A party that had spent years urging its supporters to “believe in Brexit”; that decried warning voices as “doomsters” and “gloomsters”, guilty of “talking down Britain”; and that blamed setbacks on “saboteurs” and “enemies of the people”, could not have been surprised at a leader who embraced boosterish economics, ignored warning voices and blamed setbacks on a mythical “anti-growth coalition”. Having burned out Remainers and moderates under Johnson, the party could hardly complain when Sunak supporters were informed that “their careers are over. If you’re on the stage you’re in a grave”.

The danger for the Conservative Party is that it turns to one of two comforting myths to explain the Truss debacle. One loads the blame entirely onto Truss, insisting that “the notes were right. It’s just that they were in the wrong order”. The same think-tanks who had hailed Truss’s rise to power now likened her to a “hubristic, or crazy, or incompetent” chef, who had bungled their “perfect and delicious” “recipe“. A second myth blames a “Remainer coup”, driven by the “anti-growth coalition” and “the Remainer elite”; a “very British coup” propelled by a “pushback against democracy”.

The reality is more prosaic. Truss was the product, not the source, of her party’s problems. She embodied a Conservatism that embraced creative destruction, that was dismissive of caution and contemptuous of institutions, that prized ideology over experience and regarded opposing voices as heresies to be burned out; a Conservatism that had ceded power to irresponsible think-tanks, contrarian newspaper columnists and a dwindling party membership that nobody has elected. Truss’s crime was to carry that Molotov Cocktail into government, holding it aloft like a torch; but it was others who mixed the ingredients and lit the fuse. The paradox is that this combustible mix was so often described as “real” or “true” Conservatism; yet that aspiration may offer the beginnings of a road to recovery.

If the Conservative Party is to rebuild itself, it might find inspiration in its own best traditions. It might recognise that institutions are fragile and easily damaged: that the problem with “moving fast and breaking things” is that things of value get broken. It might revive its sense of human fallibility, requiring grand ideological visions to be tested carefully against evidence and experience.
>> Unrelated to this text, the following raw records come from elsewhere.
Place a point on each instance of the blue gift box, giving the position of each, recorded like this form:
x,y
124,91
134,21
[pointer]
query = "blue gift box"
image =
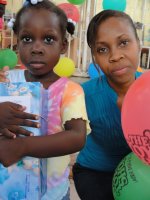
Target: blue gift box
x,y
26,179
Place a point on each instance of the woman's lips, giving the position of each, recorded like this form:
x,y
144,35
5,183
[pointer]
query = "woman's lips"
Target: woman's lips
x,y
120,71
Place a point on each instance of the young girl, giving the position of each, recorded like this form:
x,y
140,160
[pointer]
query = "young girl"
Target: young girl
x,y
115,47
41,33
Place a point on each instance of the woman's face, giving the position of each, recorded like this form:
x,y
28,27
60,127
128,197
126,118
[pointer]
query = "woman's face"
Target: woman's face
x,y
117,50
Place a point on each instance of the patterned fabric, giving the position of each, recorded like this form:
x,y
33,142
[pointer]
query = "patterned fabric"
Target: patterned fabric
x,y
65,102
1,23
3,2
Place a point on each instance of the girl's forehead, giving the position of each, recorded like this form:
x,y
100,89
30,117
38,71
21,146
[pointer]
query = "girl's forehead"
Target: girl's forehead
x,y
40,18
38,15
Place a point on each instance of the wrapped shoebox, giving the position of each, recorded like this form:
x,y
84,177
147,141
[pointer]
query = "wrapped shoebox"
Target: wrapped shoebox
x,y
25,180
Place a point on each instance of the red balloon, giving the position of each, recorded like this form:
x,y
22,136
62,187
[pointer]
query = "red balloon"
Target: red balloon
x,y
136,117
71,11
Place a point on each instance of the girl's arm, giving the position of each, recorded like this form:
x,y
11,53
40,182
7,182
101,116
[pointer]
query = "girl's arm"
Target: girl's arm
x,y
66,142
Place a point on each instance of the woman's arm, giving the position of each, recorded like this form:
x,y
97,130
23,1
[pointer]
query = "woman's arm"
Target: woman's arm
x,y
66,142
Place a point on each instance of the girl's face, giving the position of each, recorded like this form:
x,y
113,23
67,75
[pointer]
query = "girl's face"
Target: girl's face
x,y
40,41
117,50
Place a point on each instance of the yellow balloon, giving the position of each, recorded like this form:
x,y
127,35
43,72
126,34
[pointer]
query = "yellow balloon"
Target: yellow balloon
x,y
65,67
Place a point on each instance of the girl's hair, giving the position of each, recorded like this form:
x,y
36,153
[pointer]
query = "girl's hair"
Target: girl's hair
x,y
47,5
98,19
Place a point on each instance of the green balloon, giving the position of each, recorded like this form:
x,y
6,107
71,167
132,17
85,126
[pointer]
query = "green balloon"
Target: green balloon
x,y
114,5
131,179
8,58
76,2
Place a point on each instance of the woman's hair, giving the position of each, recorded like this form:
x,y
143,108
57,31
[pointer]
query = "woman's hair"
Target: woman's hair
x,y
98,19
47,5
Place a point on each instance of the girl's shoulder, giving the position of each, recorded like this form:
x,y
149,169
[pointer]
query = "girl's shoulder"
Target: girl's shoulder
x,y
16,75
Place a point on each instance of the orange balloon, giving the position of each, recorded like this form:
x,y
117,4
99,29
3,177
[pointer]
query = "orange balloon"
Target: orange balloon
x,y
135,117
139,69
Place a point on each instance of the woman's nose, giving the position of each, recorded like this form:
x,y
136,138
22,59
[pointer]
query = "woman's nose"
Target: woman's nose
x,y
115,55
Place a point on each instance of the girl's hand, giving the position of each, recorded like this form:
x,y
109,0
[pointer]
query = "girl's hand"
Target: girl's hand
x,y
10,151
12,116
3,74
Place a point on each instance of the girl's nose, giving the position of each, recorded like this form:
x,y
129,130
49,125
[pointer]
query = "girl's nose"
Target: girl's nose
x,y
37,48
115,55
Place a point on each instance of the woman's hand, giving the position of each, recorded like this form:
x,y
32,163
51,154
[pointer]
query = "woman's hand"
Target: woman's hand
x,y
12,116
3,74
10,151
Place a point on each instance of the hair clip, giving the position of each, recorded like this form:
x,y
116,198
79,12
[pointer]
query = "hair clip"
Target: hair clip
x,y
10,24
71,21
32,2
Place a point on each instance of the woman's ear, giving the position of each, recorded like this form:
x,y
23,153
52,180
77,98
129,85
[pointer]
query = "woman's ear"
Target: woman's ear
x,y
64,46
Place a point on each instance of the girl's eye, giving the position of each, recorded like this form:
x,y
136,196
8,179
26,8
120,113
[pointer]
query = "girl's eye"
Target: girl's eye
x,y
124,43
49,40
27,39
102,50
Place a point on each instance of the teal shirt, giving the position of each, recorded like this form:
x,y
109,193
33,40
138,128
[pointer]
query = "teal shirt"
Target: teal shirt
x,y
105,145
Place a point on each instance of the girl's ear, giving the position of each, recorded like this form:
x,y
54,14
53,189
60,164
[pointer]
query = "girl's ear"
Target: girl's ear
x,y
64,46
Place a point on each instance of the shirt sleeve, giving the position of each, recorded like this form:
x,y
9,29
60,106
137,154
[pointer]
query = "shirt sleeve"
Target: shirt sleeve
x,y
73,104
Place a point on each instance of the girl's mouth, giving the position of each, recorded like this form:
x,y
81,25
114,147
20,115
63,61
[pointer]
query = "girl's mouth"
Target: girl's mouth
x,y
37,65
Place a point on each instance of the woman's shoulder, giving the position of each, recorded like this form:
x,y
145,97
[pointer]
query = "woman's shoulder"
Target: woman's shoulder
x,y
94,85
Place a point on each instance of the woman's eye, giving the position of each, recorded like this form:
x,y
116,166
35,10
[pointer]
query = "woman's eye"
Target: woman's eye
x,y
49,40
27,39
102,50
124,43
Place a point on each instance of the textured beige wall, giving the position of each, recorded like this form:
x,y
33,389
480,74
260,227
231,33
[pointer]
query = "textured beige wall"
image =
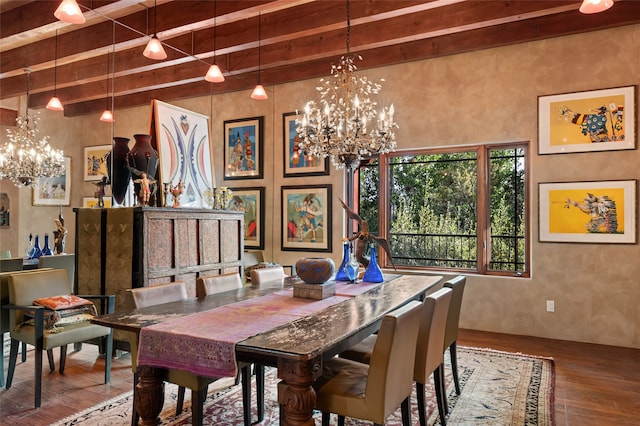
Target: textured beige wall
x,y
481,97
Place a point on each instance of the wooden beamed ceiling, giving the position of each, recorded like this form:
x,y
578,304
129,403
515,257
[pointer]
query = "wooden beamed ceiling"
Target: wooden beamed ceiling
x,y
299,39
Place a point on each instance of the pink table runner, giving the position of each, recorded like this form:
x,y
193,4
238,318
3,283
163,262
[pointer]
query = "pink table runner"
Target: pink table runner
x,y
204,343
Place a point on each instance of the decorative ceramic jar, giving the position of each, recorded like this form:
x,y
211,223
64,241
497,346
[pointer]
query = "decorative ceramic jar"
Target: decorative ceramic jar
x,y
117,167
315,270
143,159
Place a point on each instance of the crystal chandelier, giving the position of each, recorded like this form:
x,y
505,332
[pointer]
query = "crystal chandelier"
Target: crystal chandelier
x,y
24,158
345,124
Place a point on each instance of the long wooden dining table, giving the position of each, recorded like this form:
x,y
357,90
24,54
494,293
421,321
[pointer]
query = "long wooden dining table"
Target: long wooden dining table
x,y
297,347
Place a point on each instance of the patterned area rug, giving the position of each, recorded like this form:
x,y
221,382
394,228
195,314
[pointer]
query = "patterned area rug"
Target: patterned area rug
x,y
498,388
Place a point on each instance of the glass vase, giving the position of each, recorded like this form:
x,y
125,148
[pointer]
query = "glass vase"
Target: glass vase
x,y
341,275
46,249
36,251
373,273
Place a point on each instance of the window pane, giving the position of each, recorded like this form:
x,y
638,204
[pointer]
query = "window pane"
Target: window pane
x,y
370,195
433,210
507,209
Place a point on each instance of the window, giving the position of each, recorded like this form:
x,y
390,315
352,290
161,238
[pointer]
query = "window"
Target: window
x,y
461,209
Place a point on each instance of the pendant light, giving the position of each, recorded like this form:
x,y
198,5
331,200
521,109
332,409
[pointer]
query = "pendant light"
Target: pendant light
x,y
154,49
214,75
595,6
54,103
107,115
69,12
259,93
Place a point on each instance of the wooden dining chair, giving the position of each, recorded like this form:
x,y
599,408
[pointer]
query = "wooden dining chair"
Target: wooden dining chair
x,y
267,274
214,284
372,392
453,319
429,358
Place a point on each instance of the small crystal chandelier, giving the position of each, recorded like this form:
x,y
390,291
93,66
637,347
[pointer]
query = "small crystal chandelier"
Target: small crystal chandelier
x,y
345,124
24,158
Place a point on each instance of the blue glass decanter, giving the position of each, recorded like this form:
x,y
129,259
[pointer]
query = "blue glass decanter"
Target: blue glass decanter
x,y
46,249
352,268
341,275
373,273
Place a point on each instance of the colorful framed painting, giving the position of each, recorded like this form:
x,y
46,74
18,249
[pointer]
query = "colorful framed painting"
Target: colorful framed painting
x,y
95,164
306,218
184,149
5,210
92,202
243,148
597,120
250,201
296,161
588,212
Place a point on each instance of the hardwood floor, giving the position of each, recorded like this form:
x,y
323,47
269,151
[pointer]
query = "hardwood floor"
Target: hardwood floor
x,y
595,384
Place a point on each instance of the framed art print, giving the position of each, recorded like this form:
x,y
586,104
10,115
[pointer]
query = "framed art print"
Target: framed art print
x,y
296,161
250,201
588,212
95,165
306,218
54,191
597,120
184,148
243,148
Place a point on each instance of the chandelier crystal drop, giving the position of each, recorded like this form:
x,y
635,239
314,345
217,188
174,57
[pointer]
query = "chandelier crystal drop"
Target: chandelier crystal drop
x,y
347,124
24,157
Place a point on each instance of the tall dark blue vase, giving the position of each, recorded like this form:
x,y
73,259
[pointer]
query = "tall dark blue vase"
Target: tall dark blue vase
x,y
341,275
46,249
36,251
373,273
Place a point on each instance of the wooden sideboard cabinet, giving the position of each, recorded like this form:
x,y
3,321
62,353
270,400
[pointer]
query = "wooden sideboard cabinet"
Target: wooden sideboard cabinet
x,y
122,248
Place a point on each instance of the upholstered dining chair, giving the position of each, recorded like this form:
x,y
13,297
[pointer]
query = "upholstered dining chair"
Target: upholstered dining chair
x,y
214,284
72,325
372,392
429,357
217,283
453,319
267,274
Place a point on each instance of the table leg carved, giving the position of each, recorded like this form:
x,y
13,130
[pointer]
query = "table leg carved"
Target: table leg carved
x,y
300,397
149,395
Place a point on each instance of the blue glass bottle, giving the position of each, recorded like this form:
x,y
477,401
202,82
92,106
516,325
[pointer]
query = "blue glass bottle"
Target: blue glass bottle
x,y
46,249
352,268
341,275
373,273
36,251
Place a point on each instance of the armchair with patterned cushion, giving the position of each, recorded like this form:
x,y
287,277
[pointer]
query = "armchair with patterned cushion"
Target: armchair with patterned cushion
x,y
44,314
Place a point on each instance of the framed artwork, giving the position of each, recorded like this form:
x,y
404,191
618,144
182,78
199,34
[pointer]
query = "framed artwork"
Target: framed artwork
x,y
306,218
54,191
93,202
296,161
95,164
588,212
184,149
251,202
243,148
597,120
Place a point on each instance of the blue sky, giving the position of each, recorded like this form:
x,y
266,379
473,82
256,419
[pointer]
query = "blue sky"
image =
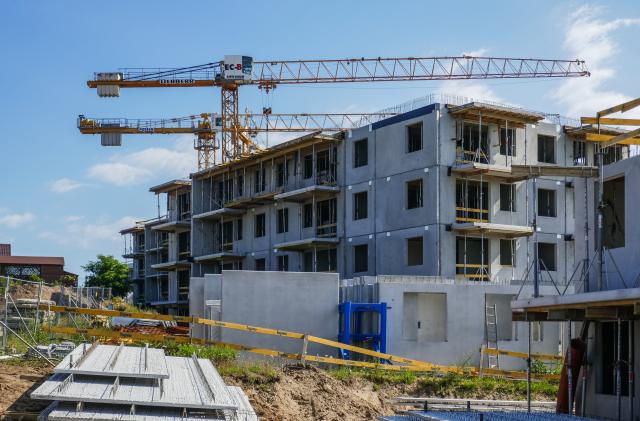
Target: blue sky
x,y
62,194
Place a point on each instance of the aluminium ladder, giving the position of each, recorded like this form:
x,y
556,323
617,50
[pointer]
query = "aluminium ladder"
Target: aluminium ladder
x,y
491,330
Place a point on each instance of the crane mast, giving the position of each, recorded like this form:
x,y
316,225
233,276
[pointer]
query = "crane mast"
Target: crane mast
x,y
236,70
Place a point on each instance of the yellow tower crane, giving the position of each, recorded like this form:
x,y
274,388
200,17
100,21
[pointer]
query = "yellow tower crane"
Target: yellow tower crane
x,y
237,70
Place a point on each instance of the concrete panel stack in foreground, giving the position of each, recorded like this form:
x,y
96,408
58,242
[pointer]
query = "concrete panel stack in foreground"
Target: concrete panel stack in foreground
x,y
104,382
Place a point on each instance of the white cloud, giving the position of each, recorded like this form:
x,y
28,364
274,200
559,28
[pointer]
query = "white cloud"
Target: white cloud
x,y
139,167
476,53
103,233
590,38
64,185
15,220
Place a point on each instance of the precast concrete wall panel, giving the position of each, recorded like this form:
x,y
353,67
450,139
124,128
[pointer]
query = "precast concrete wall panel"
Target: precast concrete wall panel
x,y
294,301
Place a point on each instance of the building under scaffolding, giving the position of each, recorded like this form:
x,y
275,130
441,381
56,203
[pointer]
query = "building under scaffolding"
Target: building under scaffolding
x,y
457,189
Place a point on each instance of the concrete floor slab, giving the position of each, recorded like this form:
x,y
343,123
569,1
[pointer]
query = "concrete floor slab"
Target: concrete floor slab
x,y
112,360
192,383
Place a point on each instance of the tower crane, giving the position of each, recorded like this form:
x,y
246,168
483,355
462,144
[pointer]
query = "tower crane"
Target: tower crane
x,y
237,70
205,127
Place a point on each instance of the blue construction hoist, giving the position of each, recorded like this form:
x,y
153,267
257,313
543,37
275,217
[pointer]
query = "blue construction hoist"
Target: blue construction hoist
x,y
351,326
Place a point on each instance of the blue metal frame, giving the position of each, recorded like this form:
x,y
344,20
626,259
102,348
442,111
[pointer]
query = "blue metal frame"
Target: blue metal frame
x,y
349,311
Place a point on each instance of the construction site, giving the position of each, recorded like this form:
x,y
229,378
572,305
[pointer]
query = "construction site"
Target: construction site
x,y
448,258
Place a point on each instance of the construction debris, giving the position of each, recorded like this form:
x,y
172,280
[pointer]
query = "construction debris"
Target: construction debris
x,y
109,382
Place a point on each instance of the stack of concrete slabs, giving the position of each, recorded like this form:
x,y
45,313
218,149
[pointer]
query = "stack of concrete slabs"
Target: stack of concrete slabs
x,y
101,382
67,411
192,383
112,360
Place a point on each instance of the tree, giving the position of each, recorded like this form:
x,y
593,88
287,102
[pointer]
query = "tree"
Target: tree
x,y
108,272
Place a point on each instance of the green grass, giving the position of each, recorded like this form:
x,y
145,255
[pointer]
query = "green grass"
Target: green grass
x,y
469,386
379,377
255,373
457,385
217,354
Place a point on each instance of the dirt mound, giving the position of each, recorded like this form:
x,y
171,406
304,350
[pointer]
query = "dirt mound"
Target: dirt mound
x,y
17,381
22,290
310,393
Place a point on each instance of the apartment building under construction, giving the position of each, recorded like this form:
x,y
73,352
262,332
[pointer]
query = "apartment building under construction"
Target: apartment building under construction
x,y
461,190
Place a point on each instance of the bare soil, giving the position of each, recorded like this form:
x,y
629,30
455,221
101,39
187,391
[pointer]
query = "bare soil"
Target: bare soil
x,y
312,394
298,394
17,381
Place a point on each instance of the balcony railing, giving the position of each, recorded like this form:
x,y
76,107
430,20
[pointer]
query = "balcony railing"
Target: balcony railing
x,y
468,156
473,271
327,230
471,214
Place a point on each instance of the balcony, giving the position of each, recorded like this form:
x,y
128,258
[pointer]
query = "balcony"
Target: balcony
x,y
491,230
173,226
473,271
307,244
171,266
216,214
514,173
305,193
133,253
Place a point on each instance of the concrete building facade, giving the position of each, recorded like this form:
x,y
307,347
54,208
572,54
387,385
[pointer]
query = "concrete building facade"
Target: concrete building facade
x,y
429,192
160,251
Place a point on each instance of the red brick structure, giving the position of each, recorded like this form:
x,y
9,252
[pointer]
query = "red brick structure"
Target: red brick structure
x,y
51,269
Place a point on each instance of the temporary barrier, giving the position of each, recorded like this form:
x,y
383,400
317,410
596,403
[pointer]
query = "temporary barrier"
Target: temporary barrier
x,y
410,364
105,333
424,366
524,355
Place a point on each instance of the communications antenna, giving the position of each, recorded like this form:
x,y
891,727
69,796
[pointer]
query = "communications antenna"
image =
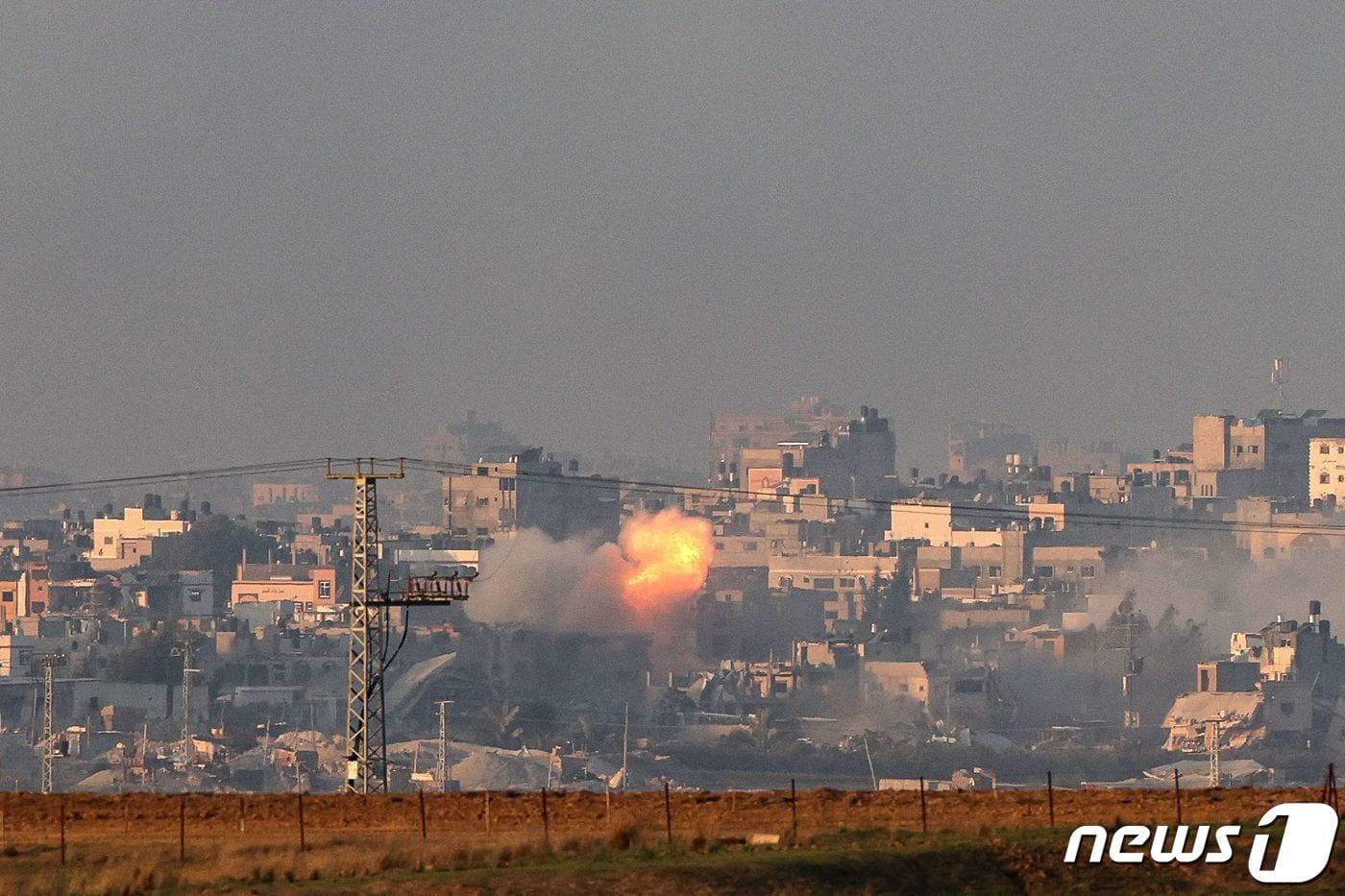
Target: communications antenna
x,y
188,747
441,765
1127,634
50,750
1278,373
366,725
1213,729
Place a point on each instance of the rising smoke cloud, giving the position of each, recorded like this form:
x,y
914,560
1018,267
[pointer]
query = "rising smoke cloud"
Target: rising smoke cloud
x,y
577,584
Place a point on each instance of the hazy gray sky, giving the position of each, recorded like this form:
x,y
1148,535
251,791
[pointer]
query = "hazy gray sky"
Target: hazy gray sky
x,y
241,231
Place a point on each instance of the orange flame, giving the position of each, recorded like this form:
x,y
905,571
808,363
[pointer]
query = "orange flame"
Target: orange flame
x,y
669,557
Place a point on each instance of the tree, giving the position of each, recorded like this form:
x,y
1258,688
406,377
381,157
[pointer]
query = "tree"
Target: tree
x,y
214,543
150,655
763,731
501,722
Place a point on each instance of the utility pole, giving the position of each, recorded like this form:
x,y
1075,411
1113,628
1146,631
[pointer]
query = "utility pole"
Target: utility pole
x,y
49,664
366,727
1134,666
625,741
1212,742
441,768
188,748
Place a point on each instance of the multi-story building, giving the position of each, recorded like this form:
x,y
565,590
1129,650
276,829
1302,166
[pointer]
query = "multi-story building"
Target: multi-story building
x,y
1327,470
284,493
1274,443
504,494
975,448
121,543
308,587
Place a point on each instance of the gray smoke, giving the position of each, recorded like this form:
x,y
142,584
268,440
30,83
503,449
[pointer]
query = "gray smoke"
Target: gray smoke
x,y
554,586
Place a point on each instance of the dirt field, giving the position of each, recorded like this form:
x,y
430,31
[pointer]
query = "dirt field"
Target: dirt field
x,y
131,842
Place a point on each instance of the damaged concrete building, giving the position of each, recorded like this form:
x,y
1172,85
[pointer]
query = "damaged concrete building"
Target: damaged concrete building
x,y
1278,688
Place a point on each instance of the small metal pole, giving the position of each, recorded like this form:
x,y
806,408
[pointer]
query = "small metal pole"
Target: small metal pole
x,y
1051,799
303,835
668,811
794,811
547,821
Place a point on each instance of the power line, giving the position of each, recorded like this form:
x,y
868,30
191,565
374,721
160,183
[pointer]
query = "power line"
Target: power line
x,y
974,510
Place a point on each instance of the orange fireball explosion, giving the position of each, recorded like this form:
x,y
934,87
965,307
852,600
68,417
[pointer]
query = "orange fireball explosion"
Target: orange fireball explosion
x,y
668,554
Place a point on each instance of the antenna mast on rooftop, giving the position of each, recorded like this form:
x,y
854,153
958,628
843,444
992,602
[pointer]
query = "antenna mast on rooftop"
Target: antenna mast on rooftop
x,y
50,750
441,765
1278,375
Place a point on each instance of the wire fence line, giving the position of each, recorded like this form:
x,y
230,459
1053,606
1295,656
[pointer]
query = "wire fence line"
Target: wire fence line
x,y
199,822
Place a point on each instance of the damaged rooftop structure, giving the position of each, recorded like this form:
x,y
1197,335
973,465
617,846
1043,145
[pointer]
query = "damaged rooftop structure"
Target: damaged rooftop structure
x,y
1281,687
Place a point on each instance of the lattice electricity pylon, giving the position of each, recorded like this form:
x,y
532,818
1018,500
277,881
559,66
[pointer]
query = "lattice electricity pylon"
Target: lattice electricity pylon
x,y
366,734
50,748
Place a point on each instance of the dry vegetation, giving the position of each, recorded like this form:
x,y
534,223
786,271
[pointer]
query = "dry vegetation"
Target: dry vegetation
x,y
131,844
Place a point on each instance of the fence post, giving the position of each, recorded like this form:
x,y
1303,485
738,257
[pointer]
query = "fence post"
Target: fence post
x,y
794,811
303,837
1051,799
668,811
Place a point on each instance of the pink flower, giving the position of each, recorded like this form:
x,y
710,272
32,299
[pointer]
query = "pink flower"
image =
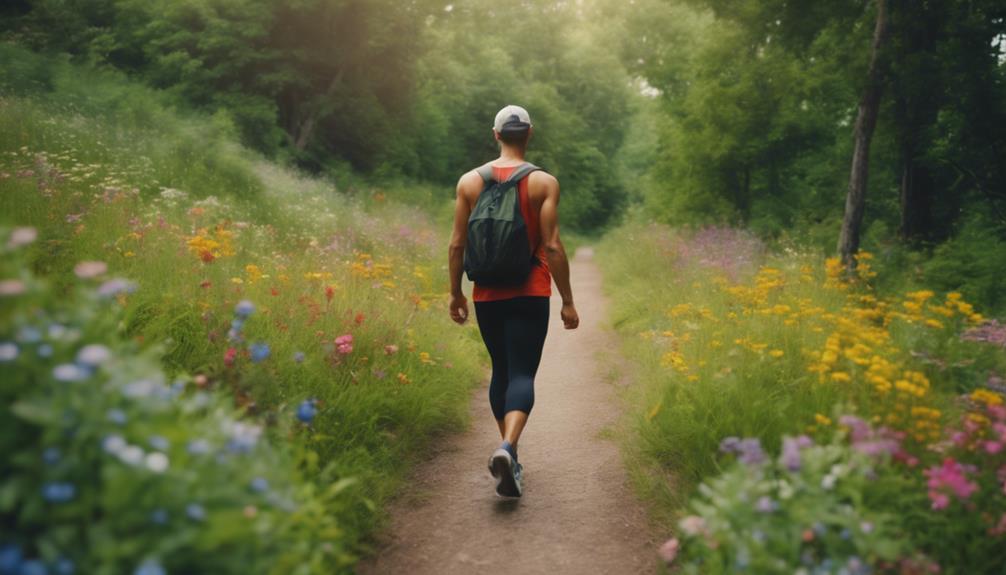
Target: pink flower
x,y
952,477
669,550
344,344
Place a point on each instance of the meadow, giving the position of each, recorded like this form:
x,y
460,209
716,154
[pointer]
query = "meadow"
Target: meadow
x,y
213,364
789,417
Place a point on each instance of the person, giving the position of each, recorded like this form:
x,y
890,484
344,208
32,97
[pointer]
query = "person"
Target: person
x,y
513,320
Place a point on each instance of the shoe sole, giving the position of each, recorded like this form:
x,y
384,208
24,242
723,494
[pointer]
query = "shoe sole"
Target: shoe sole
x,y
501,467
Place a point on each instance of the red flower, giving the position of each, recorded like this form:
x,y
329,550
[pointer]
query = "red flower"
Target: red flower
x,y
229,356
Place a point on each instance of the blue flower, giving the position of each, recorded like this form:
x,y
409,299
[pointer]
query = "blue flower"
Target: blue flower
x,y
150,567
306,411
10,559
33,567
158,442
117,416
69,373
8,352
195,512
259,352
243,309
58,492
51,455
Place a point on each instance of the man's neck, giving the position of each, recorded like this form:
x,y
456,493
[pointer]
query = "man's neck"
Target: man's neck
x,y
511,153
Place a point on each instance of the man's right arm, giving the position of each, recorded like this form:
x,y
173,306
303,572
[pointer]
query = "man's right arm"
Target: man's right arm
x,y
558,264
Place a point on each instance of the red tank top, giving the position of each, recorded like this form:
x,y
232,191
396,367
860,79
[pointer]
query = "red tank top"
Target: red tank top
x,y
539,280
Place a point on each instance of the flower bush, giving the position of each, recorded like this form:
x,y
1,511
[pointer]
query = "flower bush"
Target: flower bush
x,y
762,355
112,466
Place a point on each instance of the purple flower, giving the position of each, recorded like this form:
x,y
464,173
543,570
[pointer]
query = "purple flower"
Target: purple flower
x,y
790,458
260,352
243,309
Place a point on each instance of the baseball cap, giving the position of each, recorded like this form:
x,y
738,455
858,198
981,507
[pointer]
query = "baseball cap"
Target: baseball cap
x,y
512,119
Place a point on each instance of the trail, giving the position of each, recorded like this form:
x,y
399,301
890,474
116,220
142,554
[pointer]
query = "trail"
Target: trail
x,y
576,516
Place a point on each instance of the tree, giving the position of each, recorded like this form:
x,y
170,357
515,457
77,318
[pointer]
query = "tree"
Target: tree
x,y
866,120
It might recognise, as Margaret Thatcher did, that caution is not the enemy of change, but a crucial component of its success.

That will require it to reconsider its taste for disruption, and to wean itself off the influence of what Truss herself famously called “vested interests dressed up as think-tanks”. Like the Labour Party, it may also need to rethink the case for treating the choice of prime minister as a subscriber benefit for its dwindling pool of members. Temperamentally, Sunak seems less inclined to play the “disruptor”; whether he can defy the forces in his party that crave such a role remains to be seen.

In her final speech as Prime Minister, Truss offered a mangled quotation from the Roman philosopher Seneca: “It is not because things are difficult that we do not dare. It is because we do not dare that they are difficult”. It was a bizarre choice for a politician who had just crashed the public finances and destroyed her own premiership, as a result — in her own words — of going “too far and too fast“. If the Conservative Party is to take Seneca as its inspiration, it might be wiser to look to his reflections on Epicurus, who remarked that “A consciousness of wrongdoing is the first step to salvation”. This, Seneca concluded, was a “very good” maxim. “For a person who is not aware that he is doing anything wrong has no desire to be put right. You have to catch yourself doing it before you can reform”.